Your first day at a new job, and the first few weeks following, can seem daunting as you adjust to a new company culture, people, responsibilities, and workflow. Of course you want to make a great first impression, but from my experience, many come in trying too hard to impress and get started on the wrong foot. There are certain ways to demonstrate your skills and make a quick contribution. Here are three ways to get you there:

Listen first

It’s frustrating when a new hire joins the company and within the first few days starts pointing out everything that needs to be changed. New hires are eager to show their expertise and perspectives, and the company is eager to hear them—that is why it hired them after all. However, it’s essential to spend time listening first and understanding the business before jumping in with recommendations. Just because your previous company did things differently doesn’t mean those things will work in the same way at your new company.

The employees that perform best take the time to ask a lot of questions. Then when they do share their thoughts and make recommendations, their peers are interested to hear what they have to say because they have listened first and earned the right to be heard.

Hold back your own agenda

It’s also essential not to come in with an agenda of how you’re going to change the company. A number of years ago, we had a new technology leader join the company and within what seemed like days, he started dismantling existing team structures and processes. Convinced that he knew what was needed because of his former experience, he was dismissive of virtually everything to do with the status quo. Within a few months it became obvious that he simply did not understand the dynamics of the business. Trying so hard to shake things up and prove his value, he actually undermined his own credibility. Eventually, despite having a strong resume and good leadership skills, the agenda he had driven failed to deliver the intended results. He became less effective as a leader and subsequently moved on.

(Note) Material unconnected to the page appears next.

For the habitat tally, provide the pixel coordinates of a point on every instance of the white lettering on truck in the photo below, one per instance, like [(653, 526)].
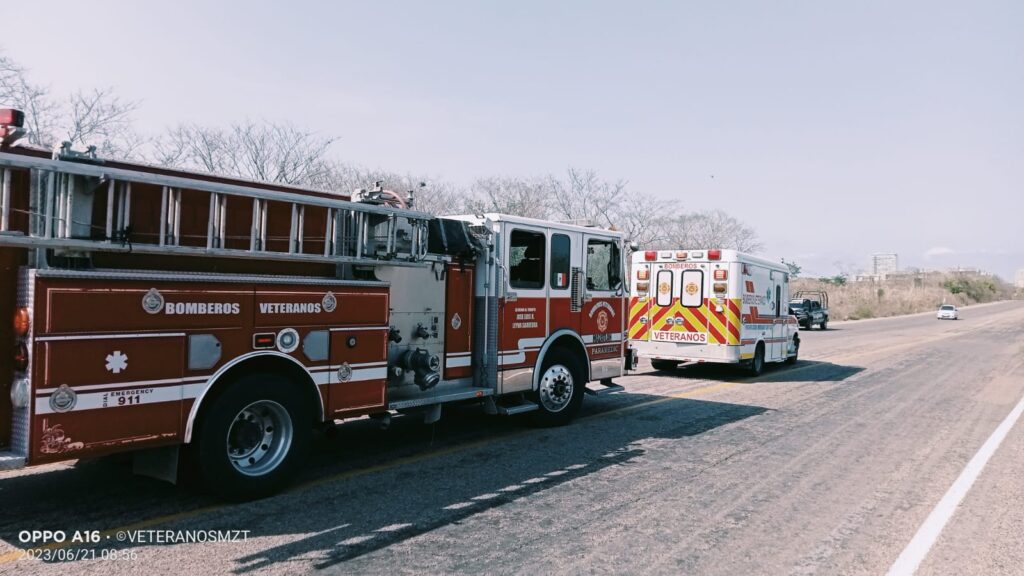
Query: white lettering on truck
[(290, 307), (202, 307)]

Instead of entering your new job with a specific plan of attack in place, think of co-creating this plan with your coworkers who have been at the company longer. Rather than trying to change everything—even if the company needs it—restrain this desire and rally around a shared vision of where the company needs to progress. Then introduce ways you think the company could change for the better. This integrative introduction of smart changes will earn trust and company buy-in before you start transforming your team or the company.

Adapt to the culture

Your new company’s culture is likely to be different from that of your previous company. In your first few weeks at a new organization, take the time to pick up on the social queues and general atmosphere of the office. For example, at companies where people have worked together for many years, they know each other well and may rely on more discussion and higher levels of collaboration to get things done. In other organizations where action and execution are prized, lengthy discussion sessions may be viewed as wasted time.

You would never enter a home in Japan without taking off your shoes. Think of entering your new company like you’d enter a new country: It has its own cultural preferences, and paying attention to them will significantly influence your success there.

As you begin your new job with some professional humility, you will not only make a great first impression, but you will quickly deliver the kind of results that you hoped to when you took the job.